No cenário atual, onde os preços dos combustíveis flutuam e a sustentabilidade ganha espaço, consumidores brasileiros priorizam veículos econômicos. Mesmo no segmento popular, alguns modelos destacam-se pelo elevado gasto de gasolina, impactando orçamentos familiares.
Em 2025, fatores como motorização obsoleta e design influenciam esse desempenho, obrigando motoristas a avaliarem opções com cuidado.

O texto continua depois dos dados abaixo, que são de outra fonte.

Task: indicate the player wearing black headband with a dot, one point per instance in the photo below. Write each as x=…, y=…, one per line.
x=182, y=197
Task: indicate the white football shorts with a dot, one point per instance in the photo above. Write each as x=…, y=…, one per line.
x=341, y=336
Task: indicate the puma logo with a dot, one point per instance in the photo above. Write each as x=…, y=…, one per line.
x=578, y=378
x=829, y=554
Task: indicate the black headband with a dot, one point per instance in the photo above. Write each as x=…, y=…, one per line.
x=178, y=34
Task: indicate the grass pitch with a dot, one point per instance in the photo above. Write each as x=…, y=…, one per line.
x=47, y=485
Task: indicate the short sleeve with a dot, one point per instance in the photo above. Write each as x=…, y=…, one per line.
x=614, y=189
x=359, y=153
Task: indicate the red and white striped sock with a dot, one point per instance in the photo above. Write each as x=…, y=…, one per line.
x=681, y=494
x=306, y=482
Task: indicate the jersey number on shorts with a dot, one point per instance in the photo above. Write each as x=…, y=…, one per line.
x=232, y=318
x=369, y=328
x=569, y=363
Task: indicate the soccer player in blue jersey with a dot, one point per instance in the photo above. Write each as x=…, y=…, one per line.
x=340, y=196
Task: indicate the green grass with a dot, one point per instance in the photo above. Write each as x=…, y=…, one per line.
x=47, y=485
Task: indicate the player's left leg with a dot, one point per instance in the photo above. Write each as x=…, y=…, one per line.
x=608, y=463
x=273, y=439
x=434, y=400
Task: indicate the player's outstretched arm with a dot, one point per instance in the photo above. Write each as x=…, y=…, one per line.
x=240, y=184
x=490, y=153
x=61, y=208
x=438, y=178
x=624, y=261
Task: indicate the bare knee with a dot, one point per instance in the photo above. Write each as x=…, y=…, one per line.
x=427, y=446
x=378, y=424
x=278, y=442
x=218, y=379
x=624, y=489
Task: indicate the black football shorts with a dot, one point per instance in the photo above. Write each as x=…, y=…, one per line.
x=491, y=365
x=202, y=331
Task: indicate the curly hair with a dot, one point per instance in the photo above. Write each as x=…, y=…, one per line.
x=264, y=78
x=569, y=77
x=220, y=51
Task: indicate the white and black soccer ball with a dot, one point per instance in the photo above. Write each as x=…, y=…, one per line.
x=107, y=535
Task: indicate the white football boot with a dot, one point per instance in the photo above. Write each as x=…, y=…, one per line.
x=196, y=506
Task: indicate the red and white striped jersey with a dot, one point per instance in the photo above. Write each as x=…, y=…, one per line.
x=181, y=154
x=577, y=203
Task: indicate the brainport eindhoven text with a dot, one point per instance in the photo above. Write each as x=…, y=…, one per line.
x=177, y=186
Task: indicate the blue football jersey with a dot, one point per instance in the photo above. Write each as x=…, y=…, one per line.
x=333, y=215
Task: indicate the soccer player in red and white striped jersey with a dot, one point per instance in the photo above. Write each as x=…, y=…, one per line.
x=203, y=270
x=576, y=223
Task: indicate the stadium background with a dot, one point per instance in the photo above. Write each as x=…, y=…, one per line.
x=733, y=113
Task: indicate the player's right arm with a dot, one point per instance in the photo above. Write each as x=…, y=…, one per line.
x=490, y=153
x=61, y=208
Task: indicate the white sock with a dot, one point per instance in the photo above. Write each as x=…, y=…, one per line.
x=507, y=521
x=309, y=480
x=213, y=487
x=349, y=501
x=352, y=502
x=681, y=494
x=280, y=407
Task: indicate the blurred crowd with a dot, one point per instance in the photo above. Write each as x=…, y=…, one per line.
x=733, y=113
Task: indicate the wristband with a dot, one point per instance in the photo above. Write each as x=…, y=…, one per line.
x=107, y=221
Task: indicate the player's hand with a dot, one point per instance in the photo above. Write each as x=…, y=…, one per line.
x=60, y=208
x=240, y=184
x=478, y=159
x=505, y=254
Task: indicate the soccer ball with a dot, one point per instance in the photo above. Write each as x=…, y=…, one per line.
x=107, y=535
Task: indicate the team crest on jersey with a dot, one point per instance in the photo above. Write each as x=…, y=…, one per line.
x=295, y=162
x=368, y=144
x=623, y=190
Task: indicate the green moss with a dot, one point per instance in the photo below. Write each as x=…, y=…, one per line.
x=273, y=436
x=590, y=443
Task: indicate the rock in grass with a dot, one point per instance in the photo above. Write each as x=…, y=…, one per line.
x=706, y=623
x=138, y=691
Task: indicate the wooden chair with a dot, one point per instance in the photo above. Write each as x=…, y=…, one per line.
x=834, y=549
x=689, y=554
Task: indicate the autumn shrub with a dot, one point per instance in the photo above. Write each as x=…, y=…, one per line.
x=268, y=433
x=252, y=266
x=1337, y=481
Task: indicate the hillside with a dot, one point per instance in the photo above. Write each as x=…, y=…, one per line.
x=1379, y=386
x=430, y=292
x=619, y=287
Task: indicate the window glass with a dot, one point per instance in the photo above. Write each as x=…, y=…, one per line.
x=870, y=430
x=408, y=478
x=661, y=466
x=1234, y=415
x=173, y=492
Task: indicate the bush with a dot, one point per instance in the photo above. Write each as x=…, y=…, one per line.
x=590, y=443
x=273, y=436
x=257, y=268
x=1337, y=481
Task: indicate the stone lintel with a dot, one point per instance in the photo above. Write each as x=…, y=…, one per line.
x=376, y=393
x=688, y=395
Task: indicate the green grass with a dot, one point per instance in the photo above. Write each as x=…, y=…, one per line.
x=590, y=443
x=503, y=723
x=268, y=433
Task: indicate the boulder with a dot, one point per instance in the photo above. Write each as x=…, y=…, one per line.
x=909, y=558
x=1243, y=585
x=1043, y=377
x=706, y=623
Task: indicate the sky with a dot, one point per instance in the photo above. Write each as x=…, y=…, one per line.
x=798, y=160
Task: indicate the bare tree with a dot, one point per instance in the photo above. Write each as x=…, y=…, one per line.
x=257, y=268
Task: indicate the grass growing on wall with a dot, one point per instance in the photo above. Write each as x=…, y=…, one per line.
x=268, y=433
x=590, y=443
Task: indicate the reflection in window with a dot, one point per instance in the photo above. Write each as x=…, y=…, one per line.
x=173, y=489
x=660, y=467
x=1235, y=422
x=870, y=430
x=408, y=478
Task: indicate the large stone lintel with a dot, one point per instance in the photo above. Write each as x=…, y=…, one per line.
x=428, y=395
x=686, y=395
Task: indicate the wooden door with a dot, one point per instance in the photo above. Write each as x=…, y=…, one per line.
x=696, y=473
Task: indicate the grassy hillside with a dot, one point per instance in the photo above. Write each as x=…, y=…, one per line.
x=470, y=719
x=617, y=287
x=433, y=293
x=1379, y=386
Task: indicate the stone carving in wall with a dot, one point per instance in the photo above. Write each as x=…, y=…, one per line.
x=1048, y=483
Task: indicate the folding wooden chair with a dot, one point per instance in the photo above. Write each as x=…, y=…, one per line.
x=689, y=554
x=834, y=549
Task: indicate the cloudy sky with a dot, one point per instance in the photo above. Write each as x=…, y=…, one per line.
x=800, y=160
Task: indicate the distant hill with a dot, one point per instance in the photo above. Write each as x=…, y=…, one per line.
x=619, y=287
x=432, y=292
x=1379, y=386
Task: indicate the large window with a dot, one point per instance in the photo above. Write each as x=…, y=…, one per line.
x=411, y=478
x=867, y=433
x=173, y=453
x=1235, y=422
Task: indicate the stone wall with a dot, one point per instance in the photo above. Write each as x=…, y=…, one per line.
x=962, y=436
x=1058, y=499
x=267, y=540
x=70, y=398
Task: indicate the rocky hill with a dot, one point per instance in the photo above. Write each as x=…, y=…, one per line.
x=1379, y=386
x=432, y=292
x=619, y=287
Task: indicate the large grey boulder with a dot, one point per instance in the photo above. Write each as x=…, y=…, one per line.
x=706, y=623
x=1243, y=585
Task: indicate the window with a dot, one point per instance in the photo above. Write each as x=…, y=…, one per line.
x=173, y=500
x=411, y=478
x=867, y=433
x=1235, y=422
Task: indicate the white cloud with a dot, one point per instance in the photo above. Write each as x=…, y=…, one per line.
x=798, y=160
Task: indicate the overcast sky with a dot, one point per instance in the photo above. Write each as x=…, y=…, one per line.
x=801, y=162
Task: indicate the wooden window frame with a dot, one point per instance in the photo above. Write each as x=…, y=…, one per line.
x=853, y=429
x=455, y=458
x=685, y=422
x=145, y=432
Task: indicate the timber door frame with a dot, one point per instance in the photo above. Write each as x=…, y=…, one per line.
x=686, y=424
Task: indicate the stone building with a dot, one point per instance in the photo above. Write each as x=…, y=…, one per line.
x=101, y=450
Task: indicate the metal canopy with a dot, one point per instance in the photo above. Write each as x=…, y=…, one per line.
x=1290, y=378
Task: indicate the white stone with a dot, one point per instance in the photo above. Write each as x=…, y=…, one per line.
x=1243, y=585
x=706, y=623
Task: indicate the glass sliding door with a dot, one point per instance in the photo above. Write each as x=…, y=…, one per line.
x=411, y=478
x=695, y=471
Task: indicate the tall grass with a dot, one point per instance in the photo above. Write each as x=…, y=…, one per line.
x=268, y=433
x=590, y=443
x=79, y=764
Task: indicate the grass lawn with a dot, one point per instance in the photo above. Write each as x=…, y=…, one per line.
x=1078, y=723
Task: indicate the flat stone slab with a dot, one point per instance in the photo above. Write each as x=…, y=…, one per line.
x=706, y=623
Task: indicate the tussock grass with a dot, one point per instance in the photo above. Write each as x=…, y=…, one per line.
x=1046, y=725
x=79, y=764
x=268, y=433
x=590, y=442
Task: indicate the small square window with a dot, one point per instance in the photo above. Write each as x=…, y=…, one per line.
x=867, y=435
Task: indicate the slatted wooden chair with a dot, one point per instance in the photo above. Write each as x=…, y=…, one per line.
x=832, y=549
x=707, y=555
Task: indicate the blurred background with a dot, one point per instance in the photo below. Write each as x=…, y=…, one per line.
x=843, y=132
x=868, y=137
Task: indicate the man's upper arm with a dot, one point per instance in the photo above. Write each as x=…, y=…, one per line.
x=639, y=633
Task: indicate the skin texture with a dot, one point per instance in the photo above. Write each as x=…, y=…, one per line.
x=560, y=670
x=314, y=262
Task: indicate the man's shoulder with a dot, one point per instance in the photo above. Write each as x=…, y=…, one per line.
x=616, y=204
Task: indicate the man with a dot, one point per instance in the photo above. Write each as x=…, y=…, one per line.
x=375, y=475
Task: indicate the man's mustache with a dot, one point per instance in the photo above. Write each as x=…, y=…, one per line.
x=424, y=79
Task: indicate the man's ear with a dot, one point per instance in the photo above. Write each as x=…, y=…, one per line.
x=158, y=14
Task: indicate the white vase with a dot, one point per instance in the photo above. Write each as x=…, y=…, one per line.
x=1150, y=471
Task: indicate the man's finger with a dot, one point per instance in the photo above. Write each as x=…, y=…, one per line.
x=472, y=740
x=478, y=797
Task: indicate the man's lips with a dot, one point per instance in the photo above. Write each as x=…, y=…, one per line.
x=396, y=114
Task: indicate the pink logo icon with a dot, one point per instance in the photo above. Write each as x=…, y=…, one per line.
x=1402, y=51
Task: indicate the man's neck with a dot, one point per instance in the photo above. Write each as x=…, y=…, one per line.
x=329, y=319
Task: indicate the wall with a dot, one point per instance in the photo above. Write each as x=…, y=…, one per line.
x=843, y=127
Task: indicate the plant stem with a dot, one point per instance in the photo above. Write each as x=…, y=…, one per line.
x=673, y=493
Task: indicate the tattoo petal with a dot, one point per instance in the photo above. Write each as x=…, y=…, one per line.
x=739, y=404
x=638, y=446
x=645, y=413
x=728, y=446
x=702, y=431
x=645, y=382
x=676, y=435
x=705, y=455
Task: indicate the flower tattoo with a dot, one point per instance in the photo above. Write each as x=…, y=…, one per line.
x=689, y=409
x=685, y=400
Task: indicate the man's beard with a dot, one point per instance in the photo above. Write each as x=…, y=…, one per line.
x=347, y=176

Modelos com Maior Despesa Energética
Entre os compactos acessíveis, cinco se destacam por médias superiores de consumo, segundo testes independentes. O Fiat Mobi 1.0, compacto e leve, surpreende com índices elevados devido ao motor Fire Fly, que consome mais em trajetos urbanos.
Já o Chevrolet Joy 1.0, baseado em gerações anteriores, reflete eficiência energética defasada, tornando-o menos viável para rotinas diárias.

Outros Candidatos à Lista
O Renault Kwid 1.0, famoso por seu custo baixo, apresenta rendimento inferior em versões com ar-condicionado, especialmente em estradas.
O Volkswagen Gol 1.0, ícone nacional, mantém médias altas apesar de evoluções, afetando usuários frequentes. Por fim, o Hyundai HB20 1.0 aspirado, com inovações recentes, ainda registra consumo notável em congestionamentos, contrastando com rivais mais modernos.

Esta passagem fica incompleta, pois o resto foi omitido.